Dalam rapat itu, kapolda hanya berbicara tidak lebih dari 10 menit. Meski dilontarkan dengan santai, tetapi isi perintahnya "galak" dan "menyentak". Saking "galaknya", anggota Satlantas harus ditanya dua kali tentang kesiapan mereka menjalani perintah tersebut.

Isi perintah itu ialah tidak ada lagi pungli di Satlantas, baik di lapangan (tilang) maupun di kantor (pelayanan SIM, STNK, BPKB, dan lainnya). "Tidak perlu ada lagi setoran-setoran. Tidak perlu ingin kaya. Dari gaji sudah cukup. Kalau ingin kaya jangan jadi polisi, tetapi pengusaha. Ingat, kita ini pelayan masyarakat. Bukan sebaliknya, malah ingin dilayani," tutur pria kelahiran Pagaralam, Sumatera Selatan itu.

Pada akhir acara, seluruh perwira Satlantas yang hadir, mulai dari pangkat AKP hingga Kombespol, diminta menandatangani pakta kesepakatan bersama. Isi kesepakatan itu pada intinya ialah meningkatkan pelayanan kepada masyarakat yang tepat waktu, tepat mutu, dan tepat biaya.

Susno memberi waktu tujuh hari bagi anggotanya untuk berbenah, menyiapkan, dan membersihkan diri dari pungli. "Kalau minggu depan masih ada yang nakal, saatnya main copot-copotan jabatan," kata suami dari Ny. Herawati itu.

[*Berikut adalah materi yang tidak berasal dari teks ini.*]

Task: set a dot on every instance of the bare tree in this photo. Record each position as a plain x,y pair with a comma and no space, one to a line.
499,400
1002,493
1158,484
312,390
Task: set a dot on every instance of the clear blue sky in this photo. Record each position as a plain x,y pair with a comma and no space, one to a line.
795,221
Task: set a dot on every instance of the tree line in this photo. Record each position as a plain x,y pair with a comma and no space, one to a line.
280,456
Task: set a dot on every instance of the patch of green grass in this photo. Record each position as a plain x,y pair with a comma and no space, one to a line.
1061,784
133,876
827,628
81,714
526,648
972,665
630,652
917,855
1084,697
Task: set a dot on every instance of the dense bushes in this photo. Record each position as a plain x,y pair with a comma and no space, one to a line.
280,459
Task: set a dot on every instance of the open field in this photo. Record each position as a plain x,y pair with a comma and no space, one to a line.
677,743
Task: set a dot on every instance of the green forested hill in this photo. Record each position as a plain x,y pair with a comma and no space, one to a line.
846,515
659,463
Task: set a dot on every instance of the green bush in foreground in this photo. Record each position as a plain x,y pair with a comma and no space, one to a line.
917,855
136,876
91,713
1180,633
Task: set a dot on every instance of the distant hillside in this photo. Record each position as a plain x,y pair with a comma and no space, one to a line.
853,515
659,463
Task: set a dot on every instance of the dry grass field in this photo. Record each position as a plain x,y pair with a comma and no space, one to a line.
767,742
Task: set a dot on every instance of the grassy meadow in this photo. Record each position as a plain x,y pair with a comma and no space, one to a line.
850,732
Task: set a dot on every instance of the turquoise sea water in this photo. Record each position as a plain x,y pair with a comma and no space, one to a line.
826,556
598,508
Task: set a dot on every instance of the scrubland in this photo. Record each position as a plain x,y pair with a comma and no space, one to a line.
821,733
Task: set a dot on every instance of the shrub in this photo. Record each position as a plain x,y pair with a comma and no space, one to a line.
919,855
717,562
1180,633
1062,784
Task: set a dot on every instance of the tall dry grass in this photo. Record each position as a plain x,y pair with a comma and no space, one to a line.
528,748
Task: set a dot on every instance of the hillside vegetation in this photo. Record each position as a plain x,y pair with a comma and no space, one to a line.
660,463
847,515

Pernyataan Susno itu menyiratkan, selama ini ada praktik pungli di lingkungan kepolisian. Hasil pungli, secara terorganisasi, mengalir ke pimpinan teratas. Genderang perang melawan pungli yang ditabuh Susno tidak lepas dari perjalanan hidupnya sejak lahir hingga menjabat Wakil Kepala PPATK (Pusat Pelaporan Analisis dan Transaksi Keuangan). PPATK adalah sebuah lembaga yang bekerja sama dengan KPK (Komisi Pemberantasan Korupsi) menggiring para koruptor ke jeruji besi.

Berikut petikan wawancara wartawan "PR" Satrya Graha dan Dedy Suhaeri dengan pria yang telah berkeliling ke-90 negara lebih untuk belajar menguak korupsi.

Apa yang membuat Anda begitu antusias memberantas pungli atau korupsi?

Saya anak ke-2 dari 8 bersaudara. Ayah saya, Pak Duadji, bekerja sebagai seorang supir. Ibu saya, Siti Amah pedagang kecil-kecilan. Terbayang akan betapa sulitnya membiayai 8 anak dengan penghasilan yang pas-pasan. Oleh karena itu, saat lulus SMA saya memilih ke Akpol karena gratis.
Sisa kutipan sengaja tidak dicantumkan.